Favria 21.05.2015 Giorgio Cortese

La vita mi insegna ogni giorno che i ricordi non svaniscono mai. Mi insegna che più dai meno ricevo, che ignorare le cose non cambiano i fatti, che le parole a volte pungono l’animo più di una lama, che la terra incolta non sempre può essere coltivata, che nel tempo tutto torna e che il bene fatto torna sempre indietro, insomma nella vita non finisco mai d ‘imparare.

Se la Primavera…..
Se la Primavera è la prima stagione dell’anno, se il lunedì è il primo giorno della settimana, se l’infanzia-adolescenza-giovinezza sono la prima parte della vita, qual è il momento iniziale e sognante che, rinnovandosi sempre, mi apre ogni giorno al mondo ed alla vita?

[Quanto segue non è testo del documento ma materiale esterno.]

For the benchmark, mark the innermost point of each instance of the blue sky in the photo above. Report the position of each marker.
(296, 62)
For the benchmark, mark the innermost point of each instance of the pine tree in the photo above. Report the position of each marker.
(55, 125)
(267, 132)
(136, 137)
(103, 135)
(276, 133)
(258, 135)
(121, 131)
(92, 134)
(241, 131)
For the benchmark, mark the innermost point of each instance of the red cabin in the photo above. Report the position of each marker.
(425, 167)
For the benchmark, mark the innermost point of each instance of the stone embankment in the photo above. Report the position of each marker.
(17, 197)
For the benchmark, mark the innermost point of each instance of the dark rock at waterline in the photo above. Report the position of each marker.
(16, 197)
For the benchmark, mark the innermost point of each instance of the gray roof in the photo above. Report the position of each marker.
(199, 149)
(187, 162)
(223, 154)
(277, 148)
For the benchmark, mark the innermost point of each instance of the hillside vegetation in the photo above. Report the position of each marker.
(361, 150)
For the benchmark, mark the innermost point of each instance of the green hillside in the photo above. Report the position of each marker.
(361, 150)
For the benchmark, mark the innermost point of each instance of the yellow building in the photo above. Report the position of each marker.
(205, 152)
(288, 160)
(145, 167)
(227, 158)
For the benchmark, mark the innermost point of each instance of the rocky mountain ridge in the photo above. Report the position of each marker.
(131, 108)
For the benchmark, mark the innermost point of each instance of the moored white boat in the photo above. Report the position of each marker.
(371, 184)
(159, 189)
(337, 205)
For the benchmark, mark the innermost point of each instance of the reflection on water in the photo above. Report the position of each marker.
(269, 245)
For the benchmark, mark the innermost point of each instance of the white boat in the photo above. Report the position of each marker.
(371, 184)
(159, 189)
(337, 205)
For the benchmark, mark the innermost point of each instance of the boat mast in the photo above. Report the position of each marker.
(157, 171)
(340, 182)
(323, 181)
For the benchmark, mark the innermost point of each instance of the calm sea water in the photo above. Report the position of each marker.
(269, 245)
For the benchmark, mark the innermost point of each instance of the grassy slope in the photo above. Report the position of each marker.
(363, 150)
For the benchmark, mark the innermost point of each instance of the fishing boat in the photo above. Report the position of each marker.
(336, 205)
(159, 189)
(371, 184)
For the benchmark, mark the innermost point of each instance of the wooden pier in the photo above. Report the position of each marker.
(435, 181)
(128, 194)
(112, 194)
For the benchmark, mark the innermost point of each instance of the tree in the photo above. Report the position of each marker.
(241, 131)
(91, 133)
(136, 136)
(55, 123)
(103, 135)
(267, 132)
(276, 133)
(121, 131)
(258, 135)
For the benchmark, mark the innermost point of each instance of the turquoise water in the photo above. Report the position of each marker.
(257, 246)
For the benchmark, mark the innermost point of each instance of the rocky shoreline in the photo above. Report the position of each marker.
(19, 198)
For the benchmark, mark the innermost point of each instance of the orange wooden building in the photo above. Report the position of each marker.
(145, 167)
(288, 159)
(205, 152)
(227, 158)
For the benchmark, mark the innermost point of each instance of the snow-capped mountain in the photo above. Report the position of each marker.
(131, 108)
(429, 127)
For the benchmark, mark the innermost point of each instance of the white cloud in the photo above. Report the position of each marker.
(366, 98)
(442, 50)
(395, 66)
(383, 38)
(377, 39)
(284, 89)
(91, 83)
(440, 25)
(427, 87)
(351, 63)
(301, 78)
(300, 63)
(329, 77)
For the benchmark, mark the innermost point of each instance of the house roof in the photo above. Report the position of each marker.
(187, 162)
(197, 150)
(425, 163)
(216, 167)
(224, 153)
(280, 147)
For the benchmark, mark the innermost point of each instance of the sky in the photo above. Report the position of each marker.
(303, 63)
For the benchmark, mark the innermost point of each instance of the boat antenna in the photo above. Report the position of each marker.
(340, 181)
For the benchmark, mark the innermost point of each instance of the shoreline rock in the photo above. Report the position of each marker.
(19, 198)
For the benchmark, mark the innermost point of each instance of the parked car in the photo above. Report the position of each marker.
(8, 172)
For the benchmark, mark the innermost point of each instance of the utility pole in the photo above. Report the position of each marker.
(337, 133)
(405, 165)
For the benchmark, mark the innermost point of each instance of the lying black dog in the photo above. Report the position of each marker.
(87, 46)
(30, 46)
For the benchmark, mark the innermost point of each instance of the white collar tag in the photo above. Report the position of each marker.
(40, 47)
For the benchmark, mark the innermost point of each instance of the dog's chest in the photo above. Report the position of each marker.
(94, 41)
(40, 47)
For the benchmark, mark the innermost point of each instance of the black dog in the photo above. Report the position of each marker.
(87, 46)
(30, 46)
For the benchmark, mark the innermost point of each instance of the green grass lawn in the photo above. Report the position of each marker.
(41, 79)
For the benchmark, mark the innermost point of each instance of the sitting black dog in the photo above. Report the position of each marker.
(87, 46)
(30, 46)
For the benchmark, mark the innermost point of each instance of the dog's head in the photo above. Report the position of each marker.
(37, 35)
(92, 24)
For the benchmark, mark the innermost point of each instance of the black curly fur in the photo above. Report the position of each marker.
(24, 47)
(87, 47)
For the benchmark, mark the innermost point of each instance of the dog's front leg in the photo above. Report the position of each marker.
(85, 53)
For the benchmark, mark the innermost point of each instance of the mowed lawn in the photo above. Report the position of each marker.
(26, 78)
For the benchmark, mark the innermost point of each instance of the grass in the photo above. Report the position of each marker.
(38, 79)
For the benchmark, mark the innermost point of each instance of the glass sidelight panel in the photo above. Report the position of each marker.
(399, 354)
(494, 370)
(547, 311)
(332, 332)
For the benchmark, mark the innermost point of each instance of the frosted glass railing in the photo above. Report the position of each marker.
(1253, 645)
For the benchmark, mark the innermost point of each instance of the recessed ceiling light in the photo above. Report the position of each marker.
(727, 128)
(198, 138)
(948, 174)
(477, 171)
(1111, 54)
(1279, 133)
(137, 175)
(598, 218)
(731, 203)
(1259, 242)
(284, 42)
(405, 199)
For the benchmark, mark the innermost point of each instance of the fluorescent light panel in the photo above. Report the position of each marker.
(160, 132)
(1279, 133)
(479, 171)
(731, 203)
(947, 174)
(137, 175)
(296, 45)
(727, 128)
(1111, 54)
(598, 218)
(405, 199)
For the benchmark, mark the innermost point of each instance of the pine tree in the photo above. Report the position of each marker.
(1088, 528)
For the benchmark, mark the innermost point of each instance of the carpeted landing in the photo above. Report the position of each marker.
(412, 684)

Bè avrete certamente capito che parlo del primo mattino, l’Alba, quel l momento affascinante in cui le ombre della notte lentamente si diradano ed avanza un chiarore che illumina pian piano, e sempre di più, ogni cosa. Ritengo che sia meraviglioso svegliarsi la mattina e fare pensieri positivi. E se i brutti pensieri sopraggiungono durante la giornata, mi tengo sempre una riserva di ottimismo. Al mattino ci sono momenti in cui la vita regala attimi di bellezza inattesa, mi sembra che intorno a me tutto è perfetto. Al mattino, il sole sbarazzino con le mani intrise di luce s’addentra silenzioso tra le fessure di una tapparella e mi accarezza augurandomi una nuova giornata. Davanti ad uno specchio mi osservo con i capelli scompigliati con gli occhi vaganti interrogandomi tra i meandri dei ricordi, mentre s’intrecciano raggi di luce del nuovo giorno. Nessun giorno è uguale all’altro, ogni mattina porta con sé un particolare miracolo, il proprio momento magico, tutto si rinnova e tutto diventa nuovo.
Favria 22.05.2015 Giorgio Cortese
Tutti le persone che incontro sanno dare consigli e conforto al dolore che non provano.